It was decided that Project Bacon would be a one-week project, similar to a company hackathon where the entire engineering team would focus on how to save and reduce costs on their team. Like a hackathon, we brainstormed a list of ideas and projects for the teams to work on and let each engineer choose the team they wanted to be part of.

The brainstorming resulted in over 30 different savings opportunities that we organized into 8 different categories (or squads for teams to work on):

Object Storage and Cleanup

Object storage (S3) can easily become one of the largest cost drivers in your AWS account. As part of the project-bacon initiative, we had each team take a detailed look at its S3 usage and consider what data was necessary and what data could be cleaned up. In many of these cases, we found large data sets we could simply delete. In other cases, we applied lifecycle policy rules to clean up and delete data after a certain period of time. The combination of manual cleanup and lifecycle rules accounted for the majority of our cost savings during the initial project-bacon.

While it is best practice to create lifecycle rules on all of your important S3 prefixes there are times you either have so many prefixes to manage or you are not sure what the rules should be. In cases like this, you can opt to use the S3 Intelligent Access Tiering (IAT). When this tier is applied to your objects AWS will track how often your objects are accessed and attempt to keep them either in Standard or Infrequent Access to give you the best overall price. AWS charges a fee in order to keep track of this data but in general once this is applied you should start to realize savings after the first 30 days. We found that when we applied IAT to a bucket with more than 500 TB of Standard objects we saw a higher cost the first month as everything was being analyzed, but after the first month when the majority of objects were transitioned to infrequent access (IAT-IA) we saw approximately an 18% cost savings on that bucket.

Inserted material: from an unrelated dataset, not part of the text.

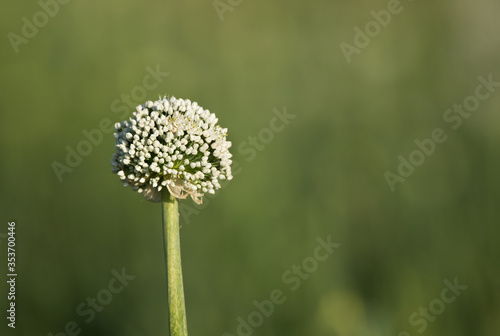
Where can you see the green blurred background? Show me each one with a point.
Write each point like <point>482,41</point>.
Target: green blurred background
<point>322,175</point>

Rightsizing and Modernizing

Each time AWS comes out with a new generation of EC2 instances they usually offer an incentive to upgrade to the newer ones through more competitive pricing (for example m4 to m5 instance types). While FullContact tends to stay on the latest family of instances there are times that instances are left running on the old family. Updating to the newer instance family and ensuring you are not using oversized instances (ones with more CPU or memory than your service requires) can result in large cost savings.

Reserved Instances

Making use of Reserved Instances (RIs) and the newer method of Savings Plans you can save a significant amount on your compute by making an upfront commitment to AWS on how much you will use over the next one or three years. One of our weekly scorecard metrics we track is the percent of non-on-demand compute usage ((RI costs + Savings Plan Costs + Spot Costs) / Total Costs). Our goal is for this number never to dip below 95%. We keep this metric in check by making sure that we renew Reserved Instances and Savings Plans when necessary and that large dynamic workloads are all running on Spot.

EMR Reducers

We use Elastic Map Reduce (EMR) Spark to run several of our Identity Graph and Batch file export jobs. While it is convenient to be able to spin up large clusters to instantly work on a certain project this flexibility can also lead to a lot of variability in our monthly spend. As part of this initiative we focused on looking for ways for each Spark cluster to become even more efficient including:

Using more cost-effective instance types
Auto-scaling clusters
Ensuring each EMR cluster is tagged with Team and Project keys
Tuning Spark jobs to use only the memory and CPU they need to get the job done,
Running Spark on Kubernetes (EMR on EKS) to have more ephemeral clusters that can scale when needed.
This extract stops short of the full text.